Per il tedesco Joerg Meuthen dell’Afd, il partito ultra destro con effluvi nazi, il premier incaricato Draghi, è un « brutto scherzo». Peggio: «È il grande maestro in materia di debiti che viene per far spendere agli italiani i tanti miliardi” del Recovery Fund». Pochi minuti dopo il patriottico Zanni: «Se qualcuno all’estero critica il professor Draghi per aver difeso l’economia, il lavoro e la pace sociale europea, quindi anche italiana, e non solo gli interessi tedeschi, questa per noi non sarebbe un’accusa, ma un titolo di merito».
Peggio l’altro eurodeputato leghista Da Re: «I tedeschi sono un’anomalia e dovrebbero andare tra i non iscritti, con i Cinque Stelle».
Ed esplode la contraddizione di una Lega improvvisamente europeista che formalmente ancora nella famiglia degli euroscettici e in parte lo scardina. In molti ancora a ricordare Matteo Salvini a Milano nell’ultimo comizio prima delle elezioni europee, col camerata Joerg Meuthen a tuonare contro Angela Merkel e «la troika dei tecnocrati che hanno distrutto la nostra Europa».
Prossimo giro di giostra, qui siamo alle montagne russe più ardite, l’approdo al Partito popolare europeo, traguardo cui il vicesegretario e consigliere di Salvini Giorgetti lavora ormai da tempo.

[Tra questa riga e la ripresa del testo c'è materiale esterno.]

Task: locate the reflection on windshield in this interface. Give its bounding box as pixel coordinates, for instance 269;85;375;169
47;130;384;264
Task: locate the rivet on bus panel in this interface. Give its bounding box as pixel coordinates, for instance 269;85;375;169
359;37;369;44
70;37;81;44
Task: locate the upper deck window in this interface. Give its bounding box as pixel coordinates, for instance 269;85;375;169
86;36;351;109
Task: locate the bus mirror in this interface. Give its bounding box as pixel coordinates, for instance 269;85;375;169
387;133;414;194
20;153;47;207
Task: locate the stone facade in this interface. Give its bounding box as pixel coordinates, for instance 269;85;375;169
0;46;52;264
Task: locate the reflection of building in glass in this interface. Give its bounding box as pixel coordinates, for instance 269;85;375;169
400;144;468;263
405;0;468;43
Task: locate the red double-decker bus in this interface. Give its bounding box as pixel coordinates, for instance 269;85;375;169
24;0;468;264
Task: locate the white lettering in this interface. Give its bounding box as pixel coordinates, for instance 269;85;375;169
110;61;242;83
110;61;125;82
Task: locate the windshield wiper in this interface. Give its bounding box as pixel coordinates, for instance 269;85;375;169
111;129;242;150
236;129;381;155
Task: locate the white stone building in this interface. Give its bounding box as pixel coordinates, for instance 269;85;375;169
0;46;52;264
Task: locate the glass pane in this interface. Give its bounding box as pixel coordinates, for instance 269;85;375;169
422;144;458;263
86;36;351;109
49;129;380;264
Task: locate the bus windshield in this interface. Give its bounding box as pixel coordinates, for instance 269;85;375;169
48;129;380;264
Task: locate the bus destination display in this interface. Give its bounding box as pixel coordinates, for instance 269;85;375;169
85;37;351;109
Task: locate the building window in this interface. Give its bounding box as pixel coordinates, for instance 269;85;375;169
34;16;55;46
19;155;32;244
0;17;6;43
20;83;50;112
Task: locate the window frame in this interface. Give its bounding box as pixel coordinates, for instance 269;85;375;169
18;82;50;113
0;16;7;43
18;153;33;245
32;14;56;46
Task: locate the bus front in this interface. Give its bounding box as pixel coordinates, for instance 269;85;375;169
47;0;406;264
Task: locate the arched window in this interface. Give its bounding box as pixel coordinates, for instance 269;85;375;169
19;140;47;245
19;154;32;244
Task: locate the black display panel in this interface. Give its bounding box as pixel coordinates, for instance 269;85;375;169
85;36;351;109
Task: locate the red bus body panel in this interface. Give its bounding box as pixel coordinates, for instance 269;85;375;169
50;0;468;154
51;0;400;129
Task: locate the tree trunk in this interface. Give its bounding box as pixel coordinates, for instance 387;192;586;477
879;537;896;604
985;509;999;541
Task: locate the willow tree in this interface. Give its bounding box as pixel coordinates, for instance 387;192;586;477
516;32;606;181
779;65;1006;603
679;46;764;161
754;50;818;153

Popolari a spintoni. Il Ppe, riferiscono fonti qualificate rilanciate da ‘le formiche’, vuole liberarsi al più presto dei parlamentari di Fidez, il partito ungherese di Viktor Orban, ormai troppo a destra e pure a rischio di perdere. Fuori Fidez e Orban, dentro Lega e Salvini (o chi verrà dopo di lui). A Berlino ancora ricordano certi epiteti alla cancelliera durante il dibattito per la Legge di bilancio in Parlamento da parte dei leghisti.
«Noi abbiamo bisogno di interlocutori nel centrodestra in Italia perché Forza Italia sta scomparendo. Nella Lega ci sono dirigenti pragmatici come Giancarlo Giorgetti. Ma con Salvini per ora è impossibile».
Klubradio, l’ultima radio libera dell’Ungheria, si spegne definitivamente dalla mezzanotte di domenica prossima, da quando non avrà più la licenza per andare in onda. La principale stazione radio indipendente ungherese, tanto critica quanto ascoltata, aveva già perso le sue frequenze in provincia, e negli ultimi anni poteva trasmettere solo a Budapest. La Corte di giustizia di Budapest ha respinto il ricorso dell’emittente contro la decisione dell’Autorità sui media (Nmhh) di toglierle l’autorizzazione a trasmettere. «Si tratta di una decisione vergognosa e codarda”, ha commentato il direttore Andras Arato.
La sua voce, l’unica critica nei confronti del governo di Viktor Orban nel panorama radiofonico, era già stata silenziata qualche mese fa, con motivi subito apparsi pretestuosi: non aveva notificato in tempo alle autorità governative quanta musica ungherese era stata messa in onda nei suoi programmi. Notifica che è obbligatoria per tutte le stazioni. Infrazione commessa anche da altri, che però non sono stati sanzionati perché del tutto allineati con l’esecutivo di Fidesz. Nel sistema politico dichiaratamente illiberale e sovranista di Viktor Orban, l’Autorità, per legge, regola l’uso delle frequenze e controlla i contenuti dei media.
Vergogna sull’indipendenza della giustizia in Ungheria di Orban, e ricorso alla Corte europea dei diritti umani di Strasburgo, e alla Corte europea di Lussemburgo. Nel Consiglio Ue, dal 2018, è in corso (molto poco di corsa) nei confronti dell’Ungheria una procedura per violazioni gravi dei valori dichiarati nel trattato sull’Ue, la procedura dell’articolo 7: fra le contestazioni che si muovono a Budapest c’è anche la soppressione della libertà di stampa. Finora, però, non vi sono stati risultati concreti, e chi si oppone a Orban nel paese è ormai molto scettico.